Report Offers Ways to Make Federal Transportation Investment More Productive


Now that the FAST Act has provided five years of certain funding for surface transportation programs, it’s time for Congress to once again turn to the important work of finding a long-term, sustainable funding solution for the Highway Trust Fund. A guaranteed funding source is key to allowing states to effectively plan and execute transportation projects. To aid in this process, the Congressional Budget Office (CBO) released last week a report titled “Approaches to Making Federal Highway Spending More Productive.”

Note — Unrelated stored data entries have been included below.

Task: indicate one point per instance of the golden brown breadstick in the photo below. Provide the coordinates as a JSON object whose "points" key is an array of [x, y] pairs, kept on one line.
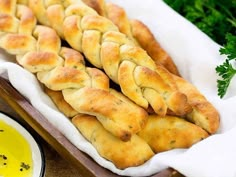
{"points": [[105, 47], [38, 49], [169, 132], [123, 154], [135, 30], [60, 103], [204, 114]]}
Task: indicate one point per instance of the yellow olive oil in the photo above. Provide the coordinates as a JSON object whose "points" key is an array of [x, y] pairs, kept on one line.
{"points": [[15, 153]]}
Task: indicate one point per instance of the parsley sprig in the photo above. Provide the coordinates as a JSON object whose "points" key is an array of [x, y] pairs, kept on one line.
{"points": [[226, 70], [216, 18]]}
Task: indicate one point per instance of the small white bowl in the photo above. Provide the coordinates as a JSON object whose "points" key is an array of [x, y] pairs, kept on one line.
{"points": [[38, 160]]}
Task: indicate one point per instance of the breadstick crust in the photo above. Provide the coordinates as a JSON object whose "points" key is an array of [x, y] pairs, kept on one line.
{"points": [[38, 49], [204, 114], [117, 114], [60, 103], [169, 132], [122, 154], [149, 43], [86, 31], [136, 30]]}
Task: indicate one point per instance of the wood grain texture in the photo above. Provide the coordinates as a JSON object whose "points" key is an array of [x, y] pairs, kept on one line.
{"points": [[85, 165]]}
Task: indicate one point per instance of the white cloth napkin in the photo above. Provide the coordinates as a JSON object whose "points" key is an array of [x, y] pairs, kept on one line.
{"points": [[196, 56]]}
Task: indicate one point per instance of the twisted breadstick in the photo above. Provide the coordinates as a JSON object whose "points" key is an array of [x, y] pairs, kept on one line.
{"points": [[204, 114], [105, 47], [136, 31], [38, 49]]}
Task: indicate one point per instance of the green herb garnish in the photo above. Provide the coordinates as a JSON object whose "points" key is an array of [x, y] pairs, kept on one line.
{"points": [[216, 18]]}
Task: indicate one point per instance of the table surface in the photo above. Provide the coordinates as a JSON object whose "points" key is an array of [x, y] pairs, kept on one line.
{"points": [[56, 166]]}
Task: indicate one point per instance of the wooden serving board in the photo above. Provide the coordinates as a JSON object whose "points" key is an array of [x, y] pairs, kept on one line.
{"points": [[85, 165]]}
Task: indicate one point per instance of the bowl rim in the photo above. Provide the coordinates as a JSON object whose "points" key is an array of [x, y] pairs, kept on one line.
{"points": [[34, 138]]}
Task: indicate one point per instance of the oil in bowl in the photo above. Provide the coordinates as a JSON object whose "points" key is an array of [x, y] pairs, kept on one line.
{"points": [[20, 154]]}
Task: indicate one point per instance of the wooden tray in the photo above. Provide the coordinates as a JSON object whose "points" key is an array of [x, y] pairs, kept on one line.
{"points": [[85, 165]]}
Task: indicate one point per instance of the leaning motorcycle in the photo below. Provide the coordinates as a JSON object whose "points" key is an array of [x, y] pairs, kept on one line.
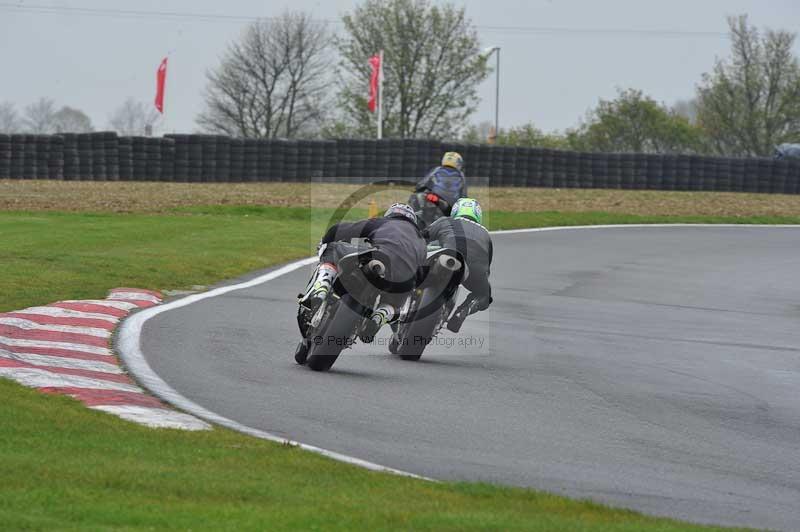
{"points": [[428, 308], [342, 316]]}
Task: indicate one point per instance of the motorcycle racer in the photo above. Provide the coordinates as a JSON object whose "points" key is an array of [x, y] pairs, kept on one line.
{"points": [[396, 236]]}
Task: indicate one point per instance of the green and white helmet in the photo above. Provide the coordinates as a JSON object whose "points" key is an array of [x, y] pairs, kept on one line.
{"points": [[468, 208]]}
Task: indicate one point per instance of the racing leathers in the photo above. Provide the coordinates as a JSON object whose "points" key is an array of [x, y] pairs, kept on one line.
{"points": [[398, 239], [474, 243]]}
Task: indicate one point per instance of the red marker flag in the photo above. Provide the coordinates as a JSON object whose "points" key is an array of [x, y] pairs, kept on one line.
{"points": [[161, 80], [375, 63]]}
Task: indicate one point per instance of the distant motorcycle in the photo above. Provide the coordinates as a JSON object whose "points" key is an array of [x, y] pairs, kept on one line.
{"points": [[427, 310]]}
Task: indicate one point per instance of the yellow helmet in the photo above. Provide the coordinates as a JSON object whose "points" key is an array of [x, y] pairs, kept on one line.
{"points": [[453, 160]]}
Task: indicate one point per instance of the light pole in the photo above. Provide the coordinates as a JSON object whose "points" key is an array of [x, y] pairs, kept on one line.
{"points": [[487, 53]]}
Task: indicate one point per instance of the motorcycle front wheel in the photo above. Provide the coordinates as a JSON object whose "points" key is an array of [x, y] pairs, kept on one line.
{"points": [[337, 331]]}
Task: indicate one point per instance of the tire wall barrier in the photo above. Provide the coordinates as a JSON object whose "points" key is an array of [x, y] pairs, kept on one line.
{"points": [[104, 156]]}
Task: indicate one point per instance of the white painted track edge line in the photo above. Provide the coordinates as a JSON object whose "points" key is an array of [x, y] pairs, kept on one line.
{"points": [[129, 346]]}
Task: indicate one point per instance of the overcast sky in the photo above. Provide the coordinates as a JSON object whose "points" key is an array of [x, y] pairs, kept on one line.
{"points": [[95, 62]]}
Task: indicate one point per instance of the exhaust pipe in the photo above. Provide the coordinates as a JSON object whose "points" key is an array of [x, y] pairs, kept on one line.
{"points": [[449, 263]]}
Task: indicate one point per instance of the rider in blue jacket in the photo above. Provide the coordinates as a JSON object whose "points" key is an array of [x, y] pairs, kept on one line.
{"points": [[442, 186]]}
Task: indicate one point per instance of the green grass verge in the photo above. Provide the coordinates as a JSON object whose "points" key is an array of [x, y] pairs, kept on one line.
{"points": [[65, 467], [48, 256]]}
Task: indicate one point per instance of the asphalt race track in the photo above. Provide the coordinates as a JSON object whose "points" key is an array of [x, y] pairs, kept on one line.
{"points": [[651, 368]]}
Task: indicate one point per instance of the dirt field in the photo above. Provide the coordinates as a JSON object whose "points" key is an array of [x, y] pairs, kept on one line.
{"points": [[159, 197]]}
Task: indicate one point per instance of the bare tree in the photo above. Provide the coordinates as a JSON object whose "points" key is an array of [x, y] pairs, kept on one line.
{"points": [[133, 118], [271, 83], [70, 120], [40, 117], [433, 66], [9, 120], [686, 109], [751, 103]]}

The report points out that federal investment in highways does not correlate accordingly with how roads are used. It also finds that federal road funding has been based primarily on formula grants, not taking into account the amount of travel on roads. It goes on to say that while maintaining existing capacity is becoming increasingly more important, investment has not shifted accordingly. The CBO also offers how the federal funding could be more productive and suggests three approaches for Congress to consider, including:

  • Charging drivers directly for road use more often, including based on traffic congestion
  • Allocating funding to states based on the costs and benefits of specific projects
  • Linking investment to performance measures on congestion and road quality

The recommendations are another reminder of the insolvency of the Highway Trust Fund and the need to find a long-term, sustainable funding source for the federal surface transportation program. Having these conversation early and often will be crucial to put Congress on a path to find a long-term sustainable funding solution to #FixTheTrustFund before the FAST Act expires.